Вот какие данные приводятся не где-нибудь, а в докладе московского эмиссара Сосновского: из 13 тысяч населения Флоровской волости 7 тысяч голодает. Нет никаких промышленных продуктов, дошли до того, что оси телег смазывают сметаной, так как нет дегтя и машинного масла. И при этом пуд льняной тресты, основного сельскохозяйственного продукта в этой местности, стоит 40 рублей, а коробок спичек – 5 рублей. Нет дров, нет покосов, лошадей не хватает, корова в среднем одна на пятнадцать человек. И при этом, помимо продразверстки, наложено 580 тысяч рублей чрезвычайного революционного налога, из которого удалось собрать всего 140 тысяч. Живи и радуйся, крестьянин, благодари советскую власть. А Флоровская волость – строптивая, разоблаченного во взятках местного советского работника Виноградова погнали вон, так он устроился в уезде начальником отдела управления с понятными для волости последствиями. Ну и в целом в уезде никто и не думал отказываться от комбедовских методов: в советы выбирать только большевиков, если беспартийного выбрали – чтобы вступал в партию, а то не дадим работать [239].
Местный волисполком тем не менее особой активности в выполнении распоряжений советской власти не проявлял. Но в июне началась перепись лошадей и усилилась борьба с дезертирством. 14 июня в волости приступили к учету лошадей, который шел спокойно, было переписано 530 голов.

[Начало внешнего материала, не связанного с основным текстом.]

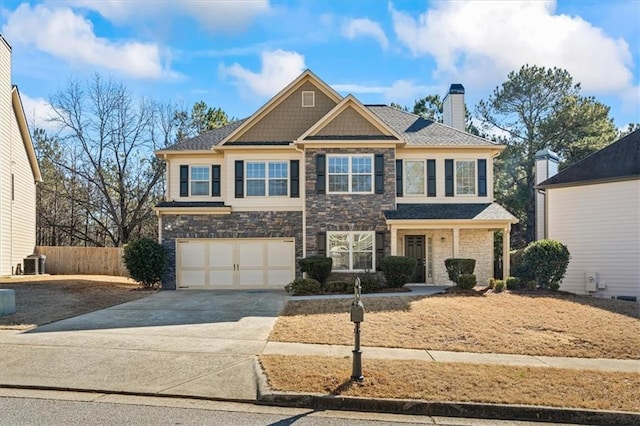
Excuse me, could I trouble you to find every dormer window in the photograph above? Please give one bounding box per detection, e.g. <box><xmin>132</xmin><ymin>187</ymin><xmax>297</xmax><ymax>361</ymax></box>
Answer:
<box><xmin>302</xmin><ymin>90</ymin><xmax>316</xmax><ymax>108</ymax></box>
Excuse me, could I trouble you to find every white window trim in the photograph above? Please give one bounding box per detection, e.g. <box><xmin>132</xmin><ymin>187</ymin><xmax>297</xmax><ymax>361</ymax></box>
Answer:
<box><xmin>189</xmin><ymin>164</ymin><xmax>213</xmax><ymax>197</ymax></box>
<box><xmin>402</xmin><ymin>160</ymin><xmax>427</xmax><ymax>197</ymax></box>
<box><xmin>244</xmin><ymin>160</ymin><xmax>291</xmax><ymax>198</ymax></box>
<box><xmin>453</xmin><ymin>158</ymin><xmax>478</xmax><ymax>197</ymax></box>
<box><xmin>326</xmin><ymin>231</ymin><xmax>376</xmax><ymax>273</ymax></box>
<box><xmin>325</xmin><ymin>154</ymin><xmax>375</xmax><ymax>194</ymax></box>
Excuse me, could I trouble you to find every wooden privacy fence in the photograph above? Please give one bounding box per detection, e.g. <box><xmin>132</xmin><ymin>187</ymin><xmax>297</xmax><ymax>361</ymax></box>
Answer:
<box><xmin>36</xmin><ymin>246</ymin><xmax>129</xmax><ymax>277</ymax></box>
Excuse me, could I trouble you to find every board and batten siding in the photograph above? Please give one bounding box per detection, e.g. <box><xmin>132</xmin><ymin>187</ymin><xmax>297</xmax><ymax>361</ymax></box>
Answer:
<box><xmin>547</xmin><ymin>179</ymin><xmax>640</xmax><ymax>299</ymax></box>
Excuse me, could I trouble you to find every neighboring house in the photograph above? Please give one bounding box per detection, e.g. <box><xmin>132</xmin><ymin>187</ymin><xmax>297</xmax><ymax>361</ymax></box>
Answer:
<box><xmin>156</xmin><ymin>71</ymin><xmax>517</xmax><ymax>288</ymax></box>
<box><xmin>0</xmin><ymin>35</ymin><xmax>42</xmax><ymax>276</ymax></box>
<box><xmin>537</xmin><ymin>130</ymin><xmax>640</xmax><ymax>300</ymax></box>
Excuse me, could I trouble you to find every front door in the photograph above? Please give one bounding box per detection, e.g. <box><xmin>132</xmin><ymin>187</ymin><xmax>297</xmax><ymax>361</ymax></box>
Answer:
<box><xmin>404</xmin><ymin>235</ymin><xmax>426</xmax><ymax>283</ymax></box>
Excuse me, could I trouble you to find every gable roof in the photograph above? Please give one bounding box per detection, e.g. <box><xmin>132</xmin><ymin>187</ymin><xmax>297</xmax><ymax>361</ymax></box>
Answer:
<box><xmin>366</xmin><ymin>105</ymin><xmax>504</xmax><ymax>149</ymax></box>
<box><xmin>537</xmin><ymin>130</ymin><xmax>640</xmax><ymax>188</ymax></box>
<box><xmin>11</xmin><ymin>85</ymin><xmax>42</xmax><ymax>182</ymax></box>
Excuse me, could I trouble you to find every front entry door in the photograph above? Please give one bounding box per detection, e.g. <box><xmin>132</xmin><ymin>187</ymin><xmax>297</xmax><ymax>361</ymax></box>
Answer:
<box><xmin>404</xmin><ymin>235</ymin><xmax>426</xmax><ymax>283</ymax></box>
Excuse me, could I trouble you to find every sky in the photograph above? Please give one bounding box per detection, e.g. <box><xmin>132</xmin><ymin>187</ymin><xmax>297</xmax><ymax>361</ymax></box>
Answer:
<box><xmin>0</xmin><ymin>0</ymin><xmax>640</xmax><ymax>133</ymax></box>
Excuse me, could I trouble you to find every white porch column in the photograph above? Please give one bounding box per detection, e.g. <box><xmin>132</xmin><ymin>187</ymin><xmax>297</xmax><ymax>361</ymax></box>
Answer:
<box><xmin>502</xmin><ymin>224</ymin><xmax>511</xmax><ymax>280</ymax></box>
<box><xmin>452</xmin><ymin>228</ymin><xmax>460</xmax><ymax>258</ymax></box>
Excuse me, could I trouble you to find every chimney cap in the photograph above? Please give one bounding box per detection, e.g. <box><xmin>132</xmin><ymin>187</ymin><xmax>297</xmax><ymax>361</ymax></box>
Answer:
<box><xmin>449</xmin><ymin>83</ymin><xmax>464</xmax><ymax>95</ymax></box>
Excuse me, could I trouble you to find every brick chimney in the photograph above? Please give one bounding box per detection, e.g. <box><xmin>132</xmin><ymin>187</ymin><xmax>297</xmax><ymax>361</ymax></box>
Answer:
<box><xmin>442</xmin><ymin>83</ymin><xmax>466</xmax><ymax>131</ymax></box>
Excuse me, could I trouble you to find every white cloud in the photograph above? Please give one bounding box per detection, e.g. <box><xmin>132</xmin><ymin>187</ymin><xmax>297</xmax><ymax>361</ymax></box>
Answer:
<box><xmin>389</xmin><ymin>0</ymin><xmax>633</xmax><ymax>93</ymax></box>
<box><xmin>66</xmin><ymin>0</ymin><xmax>270</xmax><ymax>32</ymax></box>
<box><xmin>342</xmin><ymin>18</ymin><xmax>389</xmax><ymax>50</ymax></box>
<box><xmin>220</xmin><ymin>50</ymin><xmax>306</xmax><ymax>97</ymax></box>
<box><xmin>2</xmin><ymin>3</ymin><xmax>170</xmax><ymax>78</ymax></box>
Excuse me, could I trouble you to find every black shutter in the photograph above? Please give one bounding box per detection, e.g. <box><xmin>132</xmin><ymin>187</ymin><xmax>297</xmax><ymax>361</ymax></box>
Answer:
<box><xmin>316</xmin><ymin>154</ymin><xmax>327</xmax><ymax>194</ymax></box>
<box><xmin>373</xmin><ymin>154</ymin><xmax>384</xmax><ymax>194</ymax></box>
<box><xmin>396</xmin><ymin>160</ymin><xmax>402</xmax><ymax>197</ymax></box>
<box><xmin>444</xmin><ymin>160</ymin><xmax>453</xmax><ymax>197</ymax></box>
<box><xmin>427</xmin><ymin>160</ymin><xmax>436</xmax><ymax>197</ymax></box>
<box><xmin>236</xmin><ymin>160</ymin><xmax>244</xmax><ymax>198</ymax></box>
<box><xmin>180</xmin><ymin>166</ymin><xmax>189</xmax><ymax>197</ymax></box>
<box><xmin>211</xmin><ymin>164</ymin><xmax>220</xmax><ymax>197</ymax></box>
<box><xmin>376</xmin><ymin>232</ymin><xmax>384</xmax><ymax>271</ymax></box>
<box><xmin>316</xmin><ymin>232</ymin><xmax>327</xmax><ymax>256</ymax></box>
<box><xmin>289</xmin><ymin>160</ymin><xmax>300</xmax><ymax>198</ymax></box>
<box><xmin>478</xmin><ymin>160</ymin><xmax>487</xmax><ymax>197</ymax></box>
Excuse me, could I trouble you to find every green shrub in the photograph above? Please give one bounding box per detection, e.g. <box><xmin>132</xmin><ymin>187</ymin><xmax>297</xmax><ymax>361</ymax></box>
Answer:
<box><xmin>444</xmin><ymin>258</ymin><xmax>476</xmax><ymax>284</ymax></box>
<box><xmin>522</xmin><ymin>240</ymin><xmax>571</xmax><ymax>288</ymax></box>
<box><xmin>298</xmin><ymin>256</ymin><xmax>333</xmax><ymax>285</ymax></box>
<box><xmin>380</xmin><ymin>256</ymin><xmax>417</xmax><ymax>288</ymax></box>
<box><xmin>507</xmin><ymin>277</ymin><xmax>520</xmax><ymax>290</ymax></box>
<box><xmin>122</xmin><ymin>238</ymin><xmax>167</xmax><ymax>288</ymax></box>
<box><xmin>458</xmin><ymin>274</ymin><xmax>478</xmax><ymax>290</ymax></box>
<box><xmin>284</xmin><ymin>278</ymin><xmax>322</xmax><ymax>296</ymax></box>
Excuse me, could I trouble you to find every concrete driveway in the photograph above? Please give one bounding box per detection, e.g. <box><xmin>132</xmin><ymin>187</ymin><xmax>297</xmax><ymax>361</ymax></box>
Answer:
<box><xmin>0</xmin><ymin>290</ymin><xmax>288</xmax><ymax>400</ymax></box>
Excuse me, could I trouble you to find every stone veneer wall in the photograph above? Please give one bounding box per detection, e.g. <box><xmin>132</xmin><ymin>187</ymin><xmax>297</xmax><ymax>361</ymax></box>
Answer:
<box><xmin>305</xmin><ymin>147</ymin><xmax>396</xmax><ymax>264</ymax></box>
<box><xmin>459</xmin><ymin>229</ymin><xmax>493</xmax><ymax>285</ymax></box>
<box><xmin>162</xmin><ymin>211</ymin><xmax>302</xmax><ymax>290</ymax></box>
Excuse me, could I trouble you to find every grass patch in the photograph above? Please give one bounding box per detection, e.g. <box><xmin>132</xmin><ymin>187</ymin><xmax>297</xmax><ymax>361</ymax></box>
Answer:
<box><xmin>270</xmin><ymin>292</ymin><xmax>640</xmax><ymax>359</ymax></box>
<box><xmin>260</xmin><ymin>355</ymin><xmax>640</xmax><ymax>412</ymax></box>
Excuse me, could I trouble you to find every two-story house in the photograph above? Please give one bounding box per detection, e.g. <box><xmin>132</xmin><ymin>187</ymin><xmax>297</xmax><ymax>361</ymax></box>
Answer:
<box><xmin>156</xmin><ymin>71</ymin><xmax>517</xmax><ymax>289</ymax></box>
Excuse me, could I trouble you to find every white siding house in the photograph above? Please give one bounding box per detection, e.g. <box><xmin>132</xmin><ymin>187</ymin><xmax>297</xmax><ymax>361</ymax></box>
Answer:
<box><xmin>538</xmin><ymin>131</ymin><xmax>640</xmax><ymax>301</ymax></box>
<box><xmin>0</xmin><ymin>36</ymin><xmax>42</xmax><ymax>276</ymax></box>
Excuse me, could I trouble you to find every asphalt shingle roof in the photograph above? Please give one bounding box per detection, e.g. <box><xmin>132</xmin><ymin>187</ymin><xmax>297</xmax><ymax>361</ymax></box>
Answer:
<box><xmin>538</xmin><ymin>130</ymin><xmax>640</xmax><ymax>188</ymax></box>
<box><xmin>384</xmin><ymin>203</ymin><xmax>516</xmax><ymax>221</ymax></box>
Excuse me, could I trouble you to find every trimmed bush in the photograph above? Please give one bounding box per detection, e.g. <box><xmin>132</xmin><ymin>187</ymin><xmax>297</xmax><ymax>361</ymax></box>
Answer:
<box><xmin>458</xmin><ymin>274</ymin><xmax>478</xmax><ymax>290</ymax></box>
<box><xmin>507</xmin><ymin>277</ymin><xmax>520</xmax><ymax>290</ymax></box>
<box><xmin>284</xmin><ymin>278</ymin><xmax>322</xmax><ymax>296</ymax></box>
<box><xmin>444</xmin><ymin>258</ymin><xmax>476</xmax><ymax>284</ymax></box>
<box><xmin>122</xmin><ymin>237</ymin><xmax>167</xmax><ymax>288</ymax></box>
<box><xmin>298</xmin><ymin>256</ymin><xmax>333</xmax><ymax>286</ymax></box>
<box><xmin>380</xmin><ymin>256</ymin><xmax>417</xmax><ymax>288</ymax></box>
<box><xmin>522</xmin><ymin>240</ymin><xmax>571</xmax><ymax>289</ymax></box>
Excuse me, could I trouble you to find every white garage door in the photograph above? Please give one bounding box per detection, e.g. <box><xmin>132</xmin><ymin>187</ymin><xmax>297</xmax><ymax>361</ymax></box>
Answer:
<box><xmin>176</xmin><ymin>238</ymin><xmax>295</xmax><ymax>289</ymax></box>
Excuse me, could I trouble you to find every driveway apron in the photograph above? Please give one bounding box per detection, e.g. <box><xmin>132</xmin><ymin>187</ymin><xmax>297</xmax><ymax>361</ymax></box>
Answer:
<box><xmin>0</xmin><ymin>290</ymin><xmax>288</xmax><ymax>400</ymax></box>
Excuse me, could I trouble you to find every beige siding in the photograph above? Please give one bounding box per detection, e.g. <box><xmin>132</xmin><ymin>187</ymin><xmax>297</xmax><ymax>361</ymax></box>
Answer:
<box><xmin>547</xmin><ymin>179</ymin><xmax>640</xmax><ymax>297</ymax></box>
<box><xmin>234</xmin><ymin>82</ymin><xmax>336</xmax><ymax>142</ymax></box>
<box><xmin>318</xmin><ymin>107</ymin><xmax>383</xmax><ymax>136</ymax></box>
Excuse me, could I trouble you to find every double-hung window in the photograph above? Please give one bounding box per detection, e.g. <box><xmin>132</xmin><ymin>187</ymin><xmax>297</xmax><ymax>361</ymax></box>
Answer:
<box><xmin>327</xmin><ymin>232</ymin><xmax>375</xmax><ymax>271</ymax></box>
<box><xmin>190</xmin><ymin>166</ymin><xmax>211</xmax><ymax>195</ymax></box>
<box><xmin>246</xmin><ymin>161</ymin><xmax>289</xmax><ymax>197</ymax></box>
<box><xmin>455</xmin><ymin>160</ymin><xmax>476</xmax><ymax>195</ymax></box>
<box><xmin>327</xmin><ymin>155</ymin><xmax>373</xmax><ymax>193</ymax></box>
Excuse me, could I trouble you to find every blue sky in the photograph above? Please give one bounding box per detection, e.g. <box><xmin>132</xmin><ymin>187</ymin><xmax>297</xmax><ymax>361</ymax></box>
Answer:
<box><xmin>0</xmin><ymin>0</ymin><xmax>640</xmax><ymax>131</ymax></box>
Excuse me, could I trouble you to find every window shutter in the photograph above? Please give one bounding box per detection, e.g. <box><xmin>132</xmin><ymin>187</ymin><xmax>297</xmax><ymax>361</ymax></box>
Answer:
<box><xmin>289</xmin><ymin>160</ymin><xmax>300</xmax><ymax>198</ymax></box>
<box><xmin>316</xmin><ymin>232</ymin><xmax>327</xmax><ymax>256</ymax></box>
<box><xmin>376</xmin><ymin>232</ymin><xmax>384</xmax><ymax>271</ymax></box>
<box><xmin>235</xmin><ymin>160</ymin><xmax>244</xmax><ymax>198</ymax></box>
<box><xmin>396</xmin><ymin>160</ymin><xmax>402</xmax><ymax>197</ymax></box>
<box><xmin>180</xmin><ymin>166</ymin><xmax>189</xmax><ymax>197</ymax></box>
<box><xmin>444</xmin><ymin>160</ymin><xmax>453</xmax><ymax>197</ymax></box>
<box><xmin>373</xmin><ymin>154</ymin><xmax>384</xmax><ymax>194</ymax></box>
<box><xmin>211</xmin><ymin>164</ymin><xmax>220</xmax><ymax>197</ymax></box>
<box><xmin>478</xmin><ymin>160</ymin><xmax>487</xmax><ymax>197</ymax></box>
<box><xmin>316</xmin><ymin>154</ymin><xmax>327</xmax><ymax>194</ymax></box>
<box><xmin>427</xmin><ymin>160</ymin><xmax>436</xmax><ymax>197</ymax></box>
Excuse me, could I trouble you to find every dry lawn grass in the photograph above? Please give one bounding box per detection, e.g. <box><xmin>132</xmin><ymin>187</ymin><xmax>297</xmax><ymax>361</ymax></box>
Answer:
<box><xmin>0</xmin><ymin>275</ymin><xmax>153</xmax><ymax>329</ymax></box>
<box><xmin>260</xmin><ymin>355</ymin><xmax>640</xmax><ymax>412</ymax></box>
<box><xmin>270</xmin><ymin>292</ymin><xmax>640</xmax><ymax>359</ymax></box>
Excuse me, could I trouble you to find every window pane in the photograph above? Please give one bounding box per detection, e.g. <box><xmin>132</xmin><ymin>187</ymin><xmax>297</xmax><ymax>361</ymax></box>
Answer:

Но 17-го числа крестьяне двинулись не к переписчикам, а к волостному исполкому. Сбор был достаточно стихийным, и в основном народ просто шумел и высказывал представителям уезда все, что о них думает, в свободной форме: «Не хотим больше подчиняться, что чаша переполнилась нашего терпения, довольно пограбили, разорили крестьян и дожилися до мату. Крестьянин дай лошадь, корову, хлеб, а крестьянину фиг, мыла и того уже не стало, обовшивились, нет дегтя колеса мазать, сметаной мажем» (знаки препинания расставлены мной. – К. С. ). Советские работники не придумали ничего лучше, как врать о том, что никто лошадей отбирать не будет, а все это так, для статистики. Но их подняли на смех, спросив: зачем тогда в бланках учета пишут, какую в обоз, какую в кавалерию? Крестьяне продолжали наседать на учетчиков: почему отбирают хлеб, почему грабят мешочников на железной дороге? А когда заговорили снова про учет, то мнение было однозначным: «Все закричали ни 1 лошади не дадим, ни 1 солдата». Напряжение нарастало с каждой минутой. Учетчика Валентина Шульгина схватили за галстук, сбили шляпу, насмехались над внешним видом, обыскали. Карточки учета отобрали, но не уничтожили до волостного собрания [240].